I am trying to get the total allocated cpu cores in a cluster. This would ideally be the sum of all container requests in a cluster. This value at node level can be retrieved by running kubectl describe node <node-name> command. We used to sum up these values to get total allocated cpu in a cluster.

Now, we are switching over to NR and trying to create dashboards with these values. We are making use NR infra agent to collect the metrics from our clusters. And we are creating dashboards using these metrics. But, we are unable to find a metric which would help us compute the total allocated cpu cores.

We tried the following query…
SELECT latest(cpuRequestedCores)/1000 from K8sNodeSample facet clusterName, nodeName limit max
But this returned a value higher than the coreCount (eg. 27 cores was returned, while the node has only 16 cores)

We later realized that this was considering the container request associated with ‘Terminated’ pods as well. And we couldn’t find a way to filter out such pods (as we are only interested in ‘Running’ pods).

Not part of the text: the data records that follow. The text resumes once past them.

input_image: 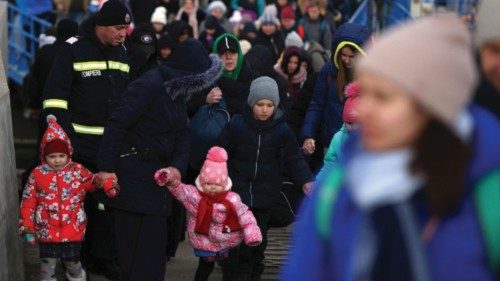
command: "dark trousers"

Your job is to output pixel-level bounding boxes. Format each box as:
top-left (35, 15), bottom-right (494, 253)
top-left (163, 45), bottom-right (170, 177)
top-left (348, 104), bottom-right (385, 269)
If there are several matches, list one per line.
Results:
top-left (194, 249), bottom-right (238, 281)
top-left (114, 209), bottom-right (167, 281)
top-left (77, 157), bottom-right (116, 267)
top-left (234, 208), bottom-right (270, 280)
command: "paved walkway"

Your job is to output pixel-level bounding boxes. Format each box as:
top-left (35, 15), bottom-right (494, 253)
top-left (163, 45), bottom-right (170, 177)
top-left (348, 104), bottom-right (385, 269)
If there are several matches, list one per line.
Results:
top-left (24, 227), bottom-right (291, 281)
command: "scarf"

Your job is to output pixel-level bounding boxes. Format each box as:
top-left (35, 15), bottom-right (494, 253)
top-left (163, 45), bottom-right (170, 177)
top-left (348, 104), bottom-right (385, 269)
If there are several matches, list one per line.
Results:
top-left (194, 191), bottom-right (241, 235)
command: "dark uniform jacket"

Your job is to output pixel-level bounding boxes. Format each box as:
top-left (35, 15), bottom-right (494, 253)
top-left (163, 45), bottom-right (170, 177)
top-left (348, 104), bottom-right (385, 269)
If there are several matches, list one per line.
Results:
top-left (98, 39), bottom-right (222, 215)
top-left (43, 15), bottom-right (130, 170)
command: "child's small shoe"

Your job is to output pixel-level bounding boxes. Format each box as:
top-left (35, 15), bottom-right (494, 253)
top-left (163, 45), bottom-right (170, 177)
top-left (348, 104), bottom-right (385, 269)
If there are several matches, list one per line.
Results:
top-left (102, 178), bottom-right (120, 198)
top-left (66, 268), bottom-right (87, 281)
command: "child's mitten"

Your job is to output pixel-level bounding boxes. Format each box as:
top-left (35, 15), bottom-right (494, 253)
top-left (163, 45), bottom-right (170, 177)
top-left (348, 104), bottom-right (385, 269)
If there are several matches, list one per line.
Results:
top-left (102, 177), bottom-right (120, 198)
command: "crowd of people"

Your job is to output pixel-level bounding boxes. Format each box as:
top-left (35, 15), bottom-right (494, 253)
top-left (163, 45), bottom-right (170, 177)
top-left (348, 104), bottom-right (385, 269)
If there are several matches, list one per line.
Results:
top-left (13, 0), bottom-right (500, 281)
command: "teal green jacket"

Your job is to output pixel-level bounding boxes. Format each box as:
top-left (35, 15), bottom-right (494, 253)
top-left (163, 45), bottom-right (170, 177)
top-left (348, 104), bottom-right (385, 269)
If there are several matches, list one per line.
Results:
top-left (316, 123), bottom-right (349, 179)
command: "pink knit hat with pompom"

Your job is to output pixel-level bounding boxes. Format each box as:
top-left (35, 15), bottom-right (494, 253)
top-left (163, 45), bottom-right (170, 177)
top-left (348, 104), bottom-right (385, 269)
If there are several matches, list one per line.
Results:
top-left (342, 82), bottom-right (360, 123)
top-left (199, 146), bottom-right (230, 189)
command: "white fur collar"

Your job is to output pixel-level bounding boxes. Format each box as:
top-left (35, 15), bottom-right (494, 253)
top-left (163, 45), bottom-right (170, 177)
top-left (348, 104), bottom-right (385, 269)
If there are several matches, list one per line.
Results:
top-left (346, 149), bottom-right (424, 211)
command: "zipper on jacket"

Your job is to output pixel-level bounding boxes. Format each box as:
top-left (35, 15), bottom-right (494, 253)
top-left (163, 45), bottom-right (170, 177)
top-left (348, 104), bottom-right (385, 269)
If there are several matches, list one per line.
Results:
top-left (250, 133), bottom-right (262, 207)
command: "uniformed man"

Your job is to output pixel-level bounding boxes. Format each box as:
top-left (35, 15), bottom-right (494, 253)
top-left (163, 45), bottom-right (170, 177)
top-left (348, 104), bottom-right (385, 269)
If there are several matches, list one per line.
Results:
top-left (43, 0), bottom-right (131, 280)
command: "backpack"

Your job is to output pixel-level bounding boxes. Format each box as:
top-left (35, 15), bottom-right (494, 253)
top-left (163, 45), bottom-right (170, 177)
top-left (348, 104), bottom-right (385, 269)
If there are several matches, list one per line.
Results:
top-left (314, 168), bottom-right (500, 277)
top-left (189, 99), bottom-right (231, 170)
top-left (309, 46), bottom-right (330, 63)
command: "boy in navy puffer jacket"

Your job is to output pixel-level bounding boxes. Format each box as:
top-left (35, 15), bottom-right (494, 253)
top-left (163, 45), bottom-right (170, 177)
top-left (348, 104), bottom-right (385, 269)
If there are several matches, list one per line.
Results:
top-left (217, 76), bottom-right (313, 280)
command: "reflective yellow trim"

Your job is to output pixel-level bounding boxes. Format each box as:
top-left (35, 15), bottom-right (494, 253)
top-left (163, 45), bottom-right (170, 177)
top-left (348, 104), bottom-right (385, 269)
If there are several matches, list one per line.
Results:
top-left (333, 41), bottom-right (366, 69)
top-left (73, 61), bottom-right (108, 71)
top-left (43, 99), bottom-right (68, 109)
top-left (71, 123), bottom-right (104, 135)
top-left (108, 60), bottom-right (130, 73)
top-left (73, 60), bottom-right (130, 73)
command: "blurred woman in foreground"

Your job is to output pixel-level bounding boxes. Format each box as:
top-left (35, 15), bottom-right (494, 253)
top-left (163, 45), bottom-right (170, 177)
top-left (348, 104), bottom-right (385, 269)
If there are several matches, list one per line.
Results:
top-left (281, 14), bottom-right (500, 281)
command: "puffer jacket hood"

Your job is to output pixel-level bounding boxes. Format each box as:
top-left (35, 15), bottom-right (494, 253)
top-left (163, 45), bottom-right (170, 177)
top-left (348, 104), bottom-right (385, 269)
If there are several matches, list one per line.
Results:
top-left (160, 38), bottom-right (222, 100)
top-left (332, 23), bottom-right (371, 68)
top-left (39, 115), bottom-right (73, 164)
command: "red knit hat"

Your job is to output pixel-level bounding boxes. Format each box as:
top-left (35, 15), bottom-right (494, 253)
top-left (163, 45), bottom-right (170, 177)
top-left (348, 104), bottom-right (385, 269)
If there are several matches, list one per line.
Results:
top-left (280, 5), bottom-right (295, 20)
top-left (43, 139), bottom-right (69, 156)
top-left (198, 146), bottom-right (230, 189)
top-left (39, 115), bottom-right (73, 163)
top-left (342, 82), bottom-right (360, 123)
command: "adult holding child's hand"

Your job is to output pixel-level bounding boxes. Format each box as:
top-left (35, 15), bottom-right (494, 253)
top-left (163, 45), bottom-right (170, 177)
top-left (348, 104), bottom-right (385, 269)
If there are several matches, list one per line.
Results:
top-left (97, 39), bottom-right (222, 281)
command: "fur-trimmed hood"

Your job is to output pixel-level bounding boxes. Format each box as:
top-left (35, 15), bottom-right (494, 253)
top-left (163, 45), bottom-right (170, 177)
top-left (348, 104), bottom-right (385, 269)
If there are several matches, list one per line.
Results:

We later tried a different query using K8sContainerSample…
select sum(rcores) from (SELECT latest(cpuRequestedCores) As rcores from K8sContainerSample where status != 'Terminated' FACET clusterName,nodeName,namespace,podName,containerName limit max) facet clusterName limit max

This query does work, but only for smaller clusters. This is mainly because NR has a max. limit of 2000 rows per query. One of our clusters has more that 2000 containers running and the inner query truncates the results (to 2000 rows). This results in incorrect value for large clusters (ie., shows a lower value of allocated cou cores).

Need your help on this. It would have been nice if cpuRequestedCores in K8sNodeSample could return the allocated cpu resources based on ‘Running’ pods.

kubectl describe node nod...

.....
Allocated resources:
  (Total limits may be over 100 percent, i.e., overcommitted.)
  Resource           Requests           Limits
  --------           --------           ------
  cpu                9581m (60%)        41216m (259%)
  memory             35942203776 (58%)  70791972352 (114%)
  ephemeral-storage  0 (0%)             0 (0%)
  hugepages-1Gi      0 (0%)             0 (0%)
  hugepages-2Mi      0 (0%)             0 (0%)

9581m is the allocated cpu in the node. I couldn’t find this info in NR metrics.

@dinup.pillai Welcome to the community :slight_smile: Thank you for being patient with getting a response to your issue. In viewing your account I see you do have access to ticketing support so I’m going to open a ticket so that our team can take a closer look at this with you. Expect an email from them soon!